Nice animations, nice explanations of the math mehind them, i was curious about how different optimizers work but didnt want to spend an hour going through documentations, this video answered most of my questions! One that remains is about the AdamW optimizer, i read that it is practically just a better version of Adam, but didnt really find any intuitive explanations of how it affects training (ideally with graphics like these hahaha). There are not many videos on youtube about it

@sourishk07 13 дней назад

I'm glad I was able to be of help! I hope to make a part 2 where I cover more optimizers such as AdamW! Stay tuned!

@spencerfunk6697 14 дней назад

dude love the video title. came just to comment that. i think i searched something like "who is adam w" when i started my ai journey

@sourishk07 13 дней назад

Haha I'm glad you liked the title. Don't worry I did that too!

@LouisChiaki 15 дней назад

A lot of times in academia, people are just using SGD with momentum but playing around with learning rate scheduling a lot. You don't always want to get the deepest minimum since it can actually give you poor generalizability. That's why Adam isn't that popular when researchers are trying to push to SOTA.

@sourishk07 13 дней назад

Hi! I can only speak to the papers that I've read, but I still seem to see Adam being used a decent amount. Your point about overfitting is valid, but wouldn't the same thing be achieved by using Adam but just training for less iterations?

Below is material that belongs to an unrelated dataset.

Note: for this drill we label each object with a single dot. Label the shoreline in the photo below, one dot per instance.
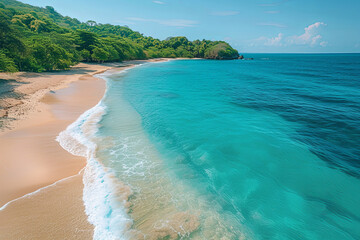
(50, 102)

@LouisChiaki 15 дней назад

The notation for the gradient is a bit weird but nice video!

@sourishk07 5 дней назад

Sorry haha. I wanted to keep it as simple as possible, but maybe I didn't do such a good job at that! Will keep in mind for next time

@nark4837 16 дней назад

You are incredibly intelligent to explain such a complex topic formed of tens of research papers of knowledge in a single 20 minutes video... what the heck!

@sourishk07 15 дней назад

Wow thank you for those kind words! I'm glad you enjoyed the video!

@jcorey333 16 дней назад

This was a really interesting video! I feel like this helped me understand the intuitions behind optimizers, thank you!

@sourishk07 15 дней назад

I really appreciate the comment! Glad you could learn something new!